To a first approximation, IP law is so maximalist that the answer to 'can I do
X' is always 'no'. I used to occasionally do copyright clearance for photos
for WP, and it was a nightmare. A single photo would take months for all the
back and forth, and that didn't even involve money.

> I find myself wondering if it might be worth spending some resources
> reaching out to independent comics creators to get copies of their source
> files, which will often have consistent methods of organization and labeling
> across hundreds of pages, as well as machine-readable text, and building a
> new dataset or expanding existing ones.
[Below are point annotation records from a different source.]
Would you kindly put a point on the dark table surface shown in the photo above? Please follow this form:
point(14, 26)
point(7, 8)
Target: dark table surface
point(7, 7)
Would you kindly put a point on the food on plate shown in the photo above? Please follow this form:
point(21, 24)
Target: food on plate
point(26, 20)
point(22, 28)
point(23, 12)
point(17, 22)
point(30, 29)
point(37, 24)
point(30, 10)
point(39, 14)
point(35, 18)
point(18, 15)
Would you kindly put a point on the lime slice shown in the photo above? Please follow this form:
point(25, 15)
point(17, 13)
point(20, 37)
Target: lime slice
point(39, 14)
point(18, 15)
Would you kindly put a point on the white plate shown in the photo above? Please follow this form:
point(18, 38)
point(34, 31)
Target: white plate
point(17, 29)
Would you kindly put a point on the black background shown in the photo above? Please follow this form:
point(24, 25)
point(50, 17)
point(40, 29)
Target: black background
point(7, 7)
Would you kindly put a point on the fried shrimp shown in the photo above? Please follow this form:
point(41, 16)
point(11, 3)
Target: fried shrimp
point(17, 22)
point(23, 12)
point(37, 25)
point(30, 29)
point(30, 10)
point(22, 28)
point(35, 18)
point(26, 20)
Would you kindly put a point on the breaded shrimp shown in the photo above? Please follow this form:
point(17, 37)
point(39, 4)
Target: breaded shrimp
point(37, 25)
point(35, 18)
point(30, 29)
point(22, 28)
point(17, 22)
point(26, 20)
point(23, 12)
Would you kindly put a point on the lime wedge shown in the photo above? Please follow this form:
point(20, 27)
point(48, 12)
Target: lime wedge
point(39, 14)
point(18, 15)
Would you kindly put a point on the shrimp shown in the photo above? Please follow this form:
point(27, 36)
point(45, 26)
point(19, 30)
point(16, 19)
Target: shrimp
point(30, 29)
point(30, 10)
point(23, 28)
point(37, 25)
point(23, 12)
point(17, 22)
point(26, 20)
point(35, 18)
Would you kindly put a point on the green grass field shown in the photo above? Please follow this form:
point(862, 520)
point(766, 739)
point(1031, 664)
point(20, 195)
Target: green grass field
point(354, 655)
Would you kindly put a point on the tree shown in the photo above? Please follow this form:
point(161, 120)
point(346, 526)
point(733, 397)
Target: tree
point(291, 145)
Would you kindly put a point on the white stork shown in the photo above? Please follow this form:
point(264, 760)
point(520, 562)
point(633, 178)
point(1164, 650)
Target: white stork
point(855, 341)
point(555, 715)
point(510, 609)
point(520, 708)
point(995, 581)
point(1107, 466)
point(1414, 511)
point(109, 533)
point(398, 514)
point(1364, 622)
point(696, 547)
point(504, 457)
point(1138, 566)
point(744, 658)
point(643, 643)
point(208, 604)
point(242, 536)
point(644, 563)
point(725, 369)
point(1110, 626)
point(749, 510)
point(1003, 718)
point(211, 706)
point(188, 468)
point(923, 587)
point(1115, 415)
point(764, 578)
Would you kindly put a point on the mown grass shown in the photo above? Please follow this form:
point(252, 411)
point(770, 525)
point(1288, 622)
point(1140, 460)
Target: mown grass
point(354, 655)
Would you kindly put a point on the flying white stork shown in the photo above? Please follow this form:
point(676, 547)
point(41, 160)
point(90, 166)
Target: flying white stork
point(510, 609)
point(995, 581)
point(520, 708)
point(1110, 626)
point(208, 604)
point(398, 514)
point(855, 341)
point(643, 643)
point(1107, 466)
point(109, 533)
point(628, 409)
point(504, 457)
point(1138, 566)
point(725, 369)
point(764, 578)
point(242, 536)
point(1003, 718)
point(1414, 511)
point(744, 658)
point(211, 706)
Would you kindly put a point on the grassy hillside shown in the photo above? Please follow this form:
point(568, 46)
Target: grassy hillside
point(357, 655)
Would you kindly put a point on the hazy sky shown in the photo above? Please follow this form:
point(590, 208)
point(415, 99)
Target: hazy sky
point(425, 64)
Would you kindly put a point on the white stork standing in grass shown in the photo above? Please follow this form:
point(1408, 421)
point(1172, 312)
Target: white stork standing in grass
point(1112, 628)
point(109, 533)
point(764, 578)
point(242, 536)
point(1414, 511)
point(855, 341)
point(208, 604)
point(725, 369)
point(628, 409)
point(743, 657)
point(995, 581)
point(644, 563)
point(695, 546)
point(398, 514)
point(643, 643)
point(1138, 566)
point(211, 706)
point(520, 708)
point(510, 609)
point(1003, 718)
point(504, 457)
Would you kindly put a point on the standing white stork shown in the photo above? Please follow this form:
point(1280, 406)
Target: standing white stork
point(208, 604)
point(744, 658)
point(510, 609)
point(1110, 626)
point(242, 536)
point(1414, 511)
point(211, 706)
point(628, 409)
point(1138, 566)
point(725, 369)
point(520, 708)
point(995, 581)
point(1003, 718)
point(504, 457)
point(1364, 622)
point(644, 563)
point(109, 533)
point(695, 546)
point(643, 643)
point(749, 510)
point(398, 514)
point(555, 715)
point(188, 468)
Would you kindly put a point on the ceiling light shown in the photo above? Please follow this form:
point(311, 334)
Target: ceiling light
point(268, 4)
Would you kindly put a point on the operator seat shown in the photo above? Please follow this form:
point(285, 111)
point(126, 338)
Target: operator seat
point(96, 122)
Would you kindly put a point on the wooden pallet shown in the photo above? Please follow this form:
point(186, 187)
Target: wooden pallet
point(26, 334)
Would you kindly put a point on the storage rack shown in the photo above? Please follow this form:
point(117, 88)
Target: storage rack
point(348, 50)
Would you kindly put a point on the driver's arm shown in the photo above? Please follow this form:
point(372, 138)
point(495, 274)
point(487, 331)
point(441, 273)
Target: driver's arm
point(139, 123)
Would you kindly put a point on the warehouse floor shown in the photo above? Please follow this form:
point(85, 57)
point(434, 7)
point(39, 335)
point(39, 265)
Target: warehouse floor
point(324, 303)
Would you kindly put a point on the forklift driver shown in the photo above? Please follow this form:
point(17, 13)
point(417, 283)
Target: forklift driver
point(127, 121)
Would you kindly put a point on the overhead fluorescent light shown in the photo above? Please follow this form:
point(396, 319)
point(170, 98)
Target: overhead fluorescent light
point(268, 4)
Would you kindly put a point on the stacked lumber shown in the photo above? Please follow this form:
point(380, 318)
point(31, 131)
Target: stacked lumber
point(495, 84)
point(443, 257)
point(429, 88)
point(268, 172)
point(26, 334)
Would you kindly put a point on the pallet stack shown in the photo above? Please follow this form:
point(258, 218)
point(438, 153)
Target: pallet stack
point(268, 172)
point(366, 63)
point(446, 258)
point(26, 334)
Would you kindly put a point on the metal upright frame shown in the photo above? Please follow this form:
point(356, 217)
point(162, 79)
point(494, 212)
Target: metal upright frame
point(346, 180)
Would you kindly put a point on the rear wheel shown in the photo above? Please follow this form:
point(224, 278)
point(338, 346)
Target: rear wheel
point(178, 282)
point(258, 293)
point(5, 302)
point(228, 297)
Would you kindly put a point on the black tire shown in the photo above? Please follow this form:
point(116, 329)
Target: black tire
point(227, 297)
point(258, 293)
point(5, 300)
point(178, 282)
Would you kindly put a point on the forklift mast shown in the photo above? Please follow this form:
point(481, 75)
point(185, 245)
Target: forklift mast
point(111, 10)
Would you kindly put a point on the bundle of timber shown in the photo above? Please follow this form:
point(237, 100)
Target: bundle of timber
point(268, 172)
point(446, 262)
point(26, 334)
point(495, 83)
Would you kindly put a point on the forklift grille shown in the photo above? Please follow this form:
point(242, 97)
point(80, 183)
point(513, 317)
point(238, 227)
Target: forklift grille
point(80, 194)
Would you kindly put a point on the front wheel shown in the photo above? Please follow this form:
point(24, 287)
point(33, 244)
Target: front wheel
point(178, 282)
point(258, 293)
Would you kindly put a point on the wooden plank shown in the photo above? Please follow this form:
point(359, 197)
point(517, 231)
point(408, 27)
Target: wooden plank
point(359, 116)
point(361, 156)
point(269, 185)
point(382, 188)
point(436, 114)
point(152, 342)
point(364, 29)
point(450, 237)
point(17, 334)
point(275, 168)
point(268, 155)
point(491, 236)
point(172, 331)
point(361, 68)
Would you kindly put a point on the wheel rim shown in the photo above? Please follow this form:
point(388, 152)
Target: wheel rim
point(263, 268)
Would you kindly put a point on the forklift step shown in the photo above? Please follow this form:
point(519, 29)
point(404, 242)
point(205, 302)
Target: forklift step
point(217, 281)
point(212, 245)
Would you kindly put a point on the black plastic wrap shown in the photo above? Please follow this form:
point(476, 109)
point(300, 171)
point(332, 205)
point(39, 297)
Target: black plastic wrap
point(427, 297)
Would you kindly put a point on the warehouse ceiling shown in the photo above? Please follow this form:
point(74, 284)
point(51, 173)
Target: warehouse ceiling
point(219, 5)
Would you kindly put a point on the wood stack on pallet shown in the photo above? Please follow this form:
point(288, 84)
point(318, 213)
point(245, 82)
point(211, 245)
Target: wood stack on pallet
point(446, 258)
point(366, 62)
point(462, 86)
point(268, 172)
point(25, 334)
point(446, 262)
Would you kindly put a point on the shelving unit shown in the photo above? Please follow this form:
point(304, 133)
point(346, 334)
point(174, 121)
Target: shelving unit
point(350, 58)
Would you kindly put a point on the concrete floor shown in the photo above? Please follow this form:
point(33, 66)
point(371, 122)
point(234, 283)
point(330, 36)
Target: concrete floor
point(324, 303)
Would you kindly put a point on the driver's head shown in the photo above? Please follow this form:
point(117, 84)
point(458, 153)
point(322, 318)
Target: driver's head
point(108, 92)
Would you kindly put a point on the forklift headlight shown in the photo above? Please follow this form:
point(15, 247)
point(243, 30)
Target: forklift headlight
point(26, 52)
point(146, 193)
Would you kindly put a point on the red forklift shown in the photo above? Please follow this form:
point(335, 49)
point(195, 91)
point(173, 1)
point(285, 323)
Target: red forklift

They will charge too much, refuse to license appropriately, take months to
decide, ignore you, be confused about what they are agreeing to, may not have
copies, it'll be very messy data if you can convert the formats at all to a
common format (necessary if you hope anyone will ever use it) and after
spending a ton of money and time, you'll have a small dataset a few orders of
magnitude smaller (and much less proportionately diverse) than Jin's Getchu,
COMICS, nico-opendata, Danbooru2017, 'Quick, Draw!', etc. NN OCR is also
pretty good these days so the benefit of the raw source files might not be so
great either, and it won't have the stroke-level data of 'Quick, Draw!'.